But what was it that caused the USMC to shift? I've read it was, among other things, the increasing cost of upgrading the M1 as a fighting platform, when viable alternatives existed, this the pivot away from tanks. As a tank fan, I favour the MBT in the inventory.
It was a desire to re-focus/re-align the mission focus not a cost cutting measure. Basically the US Army has the tanks and the role of the USMC was not to be just a maritime version of the Army. See the following for some of the thinking:
Commandant Gen. David H. Berger has said that should armor be needed by Marines, he would look to the Army to provide that capability.
www.marinecorpstimes.com
Except the US Army also has three divisions of paratroopers who have better rapid response times than than the Marines?
Berger's transformation of the Corps is shifting it from a ground fighting force to glorified coastal artillery. It looks like mirror imaging in a sense, except Naval Strike Missile and PrSM are a bit less than the Army is offering in the "A2/AD" role, on top of not being very good at fighting in traditional Marine forcible entry operations since future Marines are lacking a third to a half of their airlift and JSFs.
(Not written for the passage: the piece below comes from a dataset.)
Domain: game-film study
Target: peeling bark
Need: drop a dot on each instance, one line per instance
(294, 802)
The "maritime Army" of a mechanized Corps would actually provide COCOMs with some measure of meaningful heavy armor in the first two weeks of combat, which is something the Marines have proven to provide faster than the Army in Desert Shield and Urgent Fury by beating the Army to the punch of tanks on the ground by a solid four or five days with on-station MAGTFs and MPF ships.
It really does seem to be a rather slash and burn budget cutting measure rather than any force-oriented objective.
There's no real mission set that requires the Marines to sit on shoals manning short range rocket batteries though. At least not that doesn't have Congress questioning why we even have the Marines, if the paratroopers can do that job cheaper and faster with HIMARS and MMRM.
I think Berger's just playing the long game and hoping LRPF is done competently enough the Army will get to pay for new M1s, which the Marines will happily buy once, only they've eaten the massive bitter budget pill that is JSF and H-53K, and those ships' unit costs go down. Seems to be between ACV, JSF, H-53K, and whatever Cottonmouth is going to be, as well as the weird shipborne UAS the Marines waffle on to replace the old Broncos, well the M1s can get sidelined for now, along with a third of the aviation fleet, and all that can probably come back in 15 years or however long it will take to regenerate.
Maybe they'll buy MPF though if that doesn't get killed.